This Year's Housing Crisis

Your editorial continues to propose inside the box remedies that are proving unsuccessful (This Year's Housing Crisis, New York Times, January 5, 2010: A16). We need a more radical approach.

The truth is that it is very difficult to modify the terms (principal or interest rate) of a mortgage loan in a world in which mortgages have been diced and sliced into many derivative products. It is impossible or at least very difficult to identify the owners who will have to agree to the terms of any modifications.

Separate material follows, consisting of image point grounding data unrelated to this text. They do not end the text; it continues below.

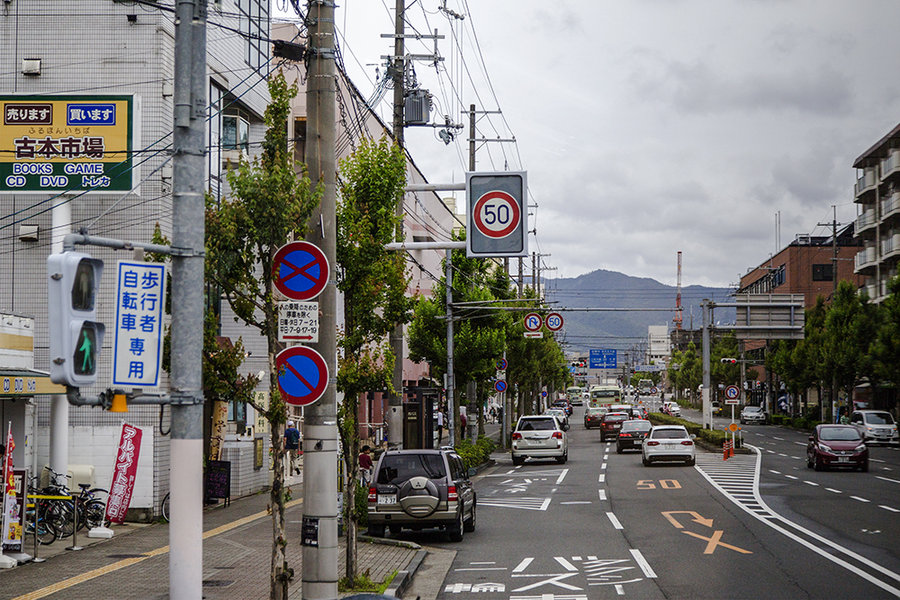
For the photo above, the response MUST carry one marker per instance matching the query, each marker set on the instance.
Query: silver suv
(419, 489)
(876, 426)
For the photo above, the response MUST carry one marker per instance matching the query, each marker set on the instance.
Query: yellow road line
(127, 562)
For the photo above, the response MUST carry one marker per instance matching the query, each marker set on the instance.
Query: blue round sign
(302, 375)
(300, 270)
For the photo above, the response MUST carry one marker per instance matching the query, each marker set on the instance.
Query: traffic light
(75, 334)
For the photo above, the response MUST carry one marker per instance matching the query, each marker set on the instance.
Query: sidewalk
(237, 550)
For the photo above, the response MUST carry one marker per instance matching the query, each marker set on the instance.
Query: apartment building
(877, 192)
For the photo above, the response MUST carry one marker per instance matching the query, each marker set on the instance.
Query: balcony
(865, 220)
(890, 166)
(865, 185)
(864, 259)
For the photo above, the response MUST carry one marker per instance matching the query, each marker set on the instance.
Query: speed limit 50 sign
(497, 214)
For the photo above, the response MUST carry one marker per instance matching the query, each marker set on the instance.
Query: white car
(539, 436)
(668, 443)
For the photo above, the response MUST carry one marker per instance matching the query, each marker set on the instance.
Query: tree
(373, 281)
(271, 200)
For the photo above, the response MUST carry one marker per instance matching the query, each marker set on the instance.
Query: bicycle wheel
(164, 508)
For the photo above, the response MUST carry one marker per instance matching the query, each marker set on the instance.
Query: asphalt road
(604, 526)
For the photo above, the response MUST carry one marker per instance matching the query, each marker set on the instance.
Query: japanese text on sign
(139, 314)
(298, 322)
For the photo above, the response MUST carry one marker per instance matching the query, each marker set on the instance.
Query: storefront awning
(15, 383)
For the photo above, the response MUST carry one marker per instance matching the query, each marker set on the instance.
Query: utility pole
(189, 163)
(395, 400)
(320, 438)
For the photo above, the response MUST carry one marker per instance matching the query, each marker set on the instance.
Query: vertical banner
(124, 473)
(11, 538)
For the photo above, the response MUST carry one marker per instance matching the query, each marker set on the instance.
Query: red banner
(124, 474)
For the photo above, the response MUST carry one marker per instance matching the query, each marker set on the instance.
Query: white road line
(522, 565)
(614, 520)
(643, 564)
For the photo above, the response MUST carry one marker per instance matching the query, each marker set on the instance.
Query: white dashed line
(614, 521)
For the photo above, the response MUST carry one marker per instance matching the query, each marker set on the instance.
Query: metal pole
(451, 406)
(189, 165)
(707, 406)
(320, 436)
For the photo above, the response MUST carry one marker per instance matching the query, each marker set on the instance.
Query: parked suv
(419, 489)
(876, 426)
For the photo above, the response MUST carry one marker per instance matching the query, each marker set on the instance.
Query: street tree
(373, 282)
(270, 203)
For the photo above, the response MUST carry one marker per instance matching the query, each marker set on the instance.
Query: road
(604, 526)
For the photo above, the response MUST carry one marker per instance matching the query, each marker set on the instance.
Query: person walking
(291, 447)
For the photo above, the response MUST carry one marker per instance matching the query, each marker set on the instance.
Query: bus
(605, 395)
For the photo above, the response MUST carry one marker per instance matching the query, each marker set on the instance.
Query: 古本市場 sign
(68, 143)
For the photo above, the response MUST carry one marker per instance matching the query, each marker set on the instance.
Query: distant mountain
(584, 330)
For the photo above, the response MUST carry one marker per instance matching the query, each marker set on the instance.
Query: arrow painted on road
(697, 518)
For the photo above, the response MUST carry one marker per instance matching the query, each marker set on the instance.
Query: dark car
(837, 446)
(611, 424)
(419, 489)
(632, 434)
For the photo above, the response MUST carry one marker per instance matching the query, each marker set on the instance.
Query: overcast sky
(652, 126)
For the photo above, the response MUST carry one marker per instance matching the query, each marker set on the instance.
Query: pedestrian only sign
(137, 348)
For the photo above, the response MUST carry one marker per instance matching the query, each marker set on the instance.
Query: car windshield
(838, 434)
(879, 419)
(397, 468)
(668, 434)
(536, 425)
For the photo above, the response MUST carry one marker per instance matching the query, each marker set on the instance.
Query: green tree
(373, 281)
(269, 205)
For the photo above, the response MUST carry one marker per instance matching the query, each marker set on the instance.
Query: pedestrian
(365, 465)
(440, 426)
(291, 447)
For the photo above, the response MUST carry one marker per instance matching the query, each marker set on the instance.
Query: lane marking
(643, 564)
(614, 520)
(93, 574)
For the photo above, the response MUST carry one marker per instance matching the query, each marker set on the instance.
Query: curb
(401, 582)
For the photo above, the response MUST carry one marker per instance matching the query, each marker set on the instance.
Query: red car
(611, 424)
(837, 446)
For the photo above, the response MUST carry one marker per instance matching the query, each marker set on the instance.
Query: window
(823, 272)
(254, 16)
(235, 132)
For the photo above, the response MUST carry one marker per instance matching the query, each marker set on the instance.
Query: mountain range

There is a simple, albeit expensive, alternative: the Shared Appreciation Mortgage. With these, government could partner with homeowners having trouble paying the full mortgage: the homeowners would pay what they can, the government would pick up the rest. Each would build up equity in the home in proportion to their contribution. Over time, as housing prices recovered, the government might even make money in the deal.

This is solution that only requires agreement between the government and the homeowner; the mortgage servicers and the mortgage holders continue to get the original earnings stream; the homeowners keep their homes; neighborhoods are not devastated by multiple foreclosures; towns and ciites continue to receive a stream of property taxes.

It is sad to think that if this strategy had been followed when the housing markets began to collapse, SAMs would have sustained the value of the derivatives so big banks would not have needed direct bailouts. Wall Street and Main Street would have both been helped with the same money.